Mon, 8 August 2005 10:58 pm Comments (0)

At least the confines are still friendly

Warm summer night, slight breeze off the lake. An all-beef hot dog and a beer as we settled into our upper-deck box seats, looking down the right-field line over a beautifully kept field, smooth cutout and freshly chalked lines all just waiting to be trampled. That part of the Wrigley experience never, ever gets old.

But by the second inning, that was all gone as the listless Cubs continued their struggles. No spark, no pizazz, still no clue at the plate. Defense didn’t fail them tonight, but I guess Williams and Rusch decided it was better (certainly more dramatic) to simply serve up the runs via gopherballs before the fielders had the chance to imitate Little Leaguers. Did the Cubs just discover in the ninth that they were down nine runs and decide maybe they should wake up and score? But, of course, too little too late. At least there was the novelty of Kerry Wood as an 8th-inning reliever.

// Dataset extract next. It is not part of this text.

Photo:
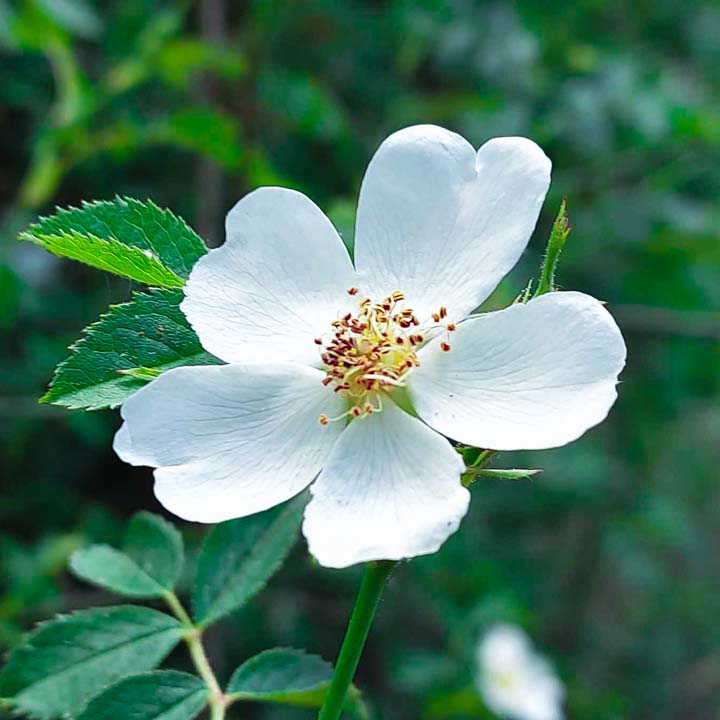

As several innings passed with little else to spark my interest, I mused that at this point in the season, with this roster, Dusty Baker is probably the worst manager the Cubs could have. The issue isn’t his general quality as a manager–he’s proven himself competent and was great for the Cubs in 2003 when they needed someone to loosen them up then keep ‘em calm through the wild ride that was August and September; I’m not even talking about his (perceived) strategic shortcomings, overuse of starters, or handling of the 8th inning of Game Six. No, the problem is that the Cubs need to decide in the next few days (if it isn’t too late) whether to pusue a catch-Houston-or-bust charge for second place (and the Wild Card) or pull back to assess what they can build upon in 2006. The former requires spectacle–bold lineup changes, mind games to scare veterans and rookies alike to revert to fundamentals, occasional histrionics on the field or in the press–while the latter requires sitting the Proven Veterans (what is his fascination with Jose Macias? In center field?!??) in favor of seeing what the rookies can do. Baker seems determined to maintain his ride-it-out approach no matter how much the standings and schedule indicate against it, and getting him to play rookies has always been worse than pulling teeth. So, it looks like the Cubs will spend the remainder of 2005 foundering towards fourth (fifth?) place yet may have to start their evaluation process all over again come February 2006.